= Gallery House, London =

London art space

Gallery House, London was a nonprofit art space founded in 1972 by Sigi Krauss, which was open for sixteen months until its abrupt closure in 1973. Gallery House hosted exhibitions, residencies, performances, "happenings", and events.

==History==
Gallery House occupied a vacant mansion owned by the German government, next to the Goethe Institute on Exhibition Road in South Kensington. The inaugural exhibition included works by Stuart Brisley, Gustave Metzger, and Marc Camille Chaimowicz. Having himself been appointed by the German cultural attaché to London, Sigi Krauss brought in as co-director Rosetta Brooks, then an undergraduate student at the University College London, who took an active role in the Gallery's programming. The exhibition format Krauss and Brooks adopted was loose, with no set open hours, no compensation for staff, no entry charge, and no censorship of artists. Within this framework, Gallery House staged exhibitions that gained critical attention, including some of the earliest recorded shows of ‘expanded cinema’, new film, and video work. Among them were Brooks' ambitious, influential three-part Survey of the Avant-Garde in Britain which included British video artist David Hall's first multiscreen installation, and Marc Camille Chaimowicz' career-making Celebration? Realife, in which the artist filled the House's ballroom with party lights, disco detritus, and found objects, invited viewers to discuss the work over coffee in the adjacent gallery, and slept in the building at night for the exhibition's duration.

Documents from Gallery House, including meeting minutes, diaries, correspondence, artifacts and audio-visual resources, are held by the Tate Gallery Archive, along with material from Sigi Krauss Gallery and the later Artists Meeting Place space.

=== Contemporary interest ===
In 2006, the Centre of Attention curatorial collective organized Fast and Loose: My Dead Gallery, an exhibition at Fieldgate Gallery in London that celebrated defunct alternative art exhibition spaces in London, prominently including Gallery House.
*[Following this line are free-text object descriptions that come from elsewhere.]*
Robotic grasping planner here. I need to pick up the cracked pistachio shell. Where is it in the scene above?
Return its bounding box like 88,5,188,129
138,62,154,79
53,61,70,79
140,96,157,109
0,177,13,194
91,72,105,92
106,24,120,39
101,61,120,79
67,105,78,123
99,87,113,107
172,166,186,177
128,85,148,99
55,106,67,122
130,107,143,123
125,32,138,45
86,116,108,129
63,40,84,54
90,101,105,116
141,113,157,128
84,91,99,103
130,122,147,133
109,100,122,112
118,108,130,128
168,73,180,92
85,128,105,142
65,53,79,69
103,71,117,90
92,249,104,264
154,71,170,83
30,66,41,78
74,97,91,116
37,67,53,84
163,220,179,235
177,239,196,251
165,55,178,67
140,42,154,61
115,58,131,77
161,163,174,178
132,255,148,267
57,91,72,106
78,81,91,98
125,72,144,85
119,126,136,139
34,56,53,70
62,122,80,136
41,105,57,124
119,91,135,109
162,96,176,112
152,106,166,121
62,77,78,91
The exhibition drew attention from leading art journals, appearing on top-ten-of-the-year lists by then-Tate Modern film curator Stuart Comer in Frieze', and by Whitney Museum curator Chrissie Iles in Artforum, who wrote that these spaces "nurtured an alternative practice that has remained largely invisible due to its ephemerality, yet were enormously important for the development of artists".

In 2017, curators Antony Hudek and Alex Sainsbury mounted This Way Out of England: Gallery House in Retrospect at Raven Row, an exhibition in which artists who had shown at Gallery House were invited to reenact or rethink their interventions in the space.

Artists who exhibited at Gallery House included Stuart Brisley, Marc Camille Chaimowicz, British experimental film collective Filmaktion, Avital Geva, Susan Hiller, Menashe Kadishman, Anthony McCall, David Medalla, Gustav Metzger, Robert Morris, Joshua Neustein, Hermann Nitsch, and Carolee Schneeman.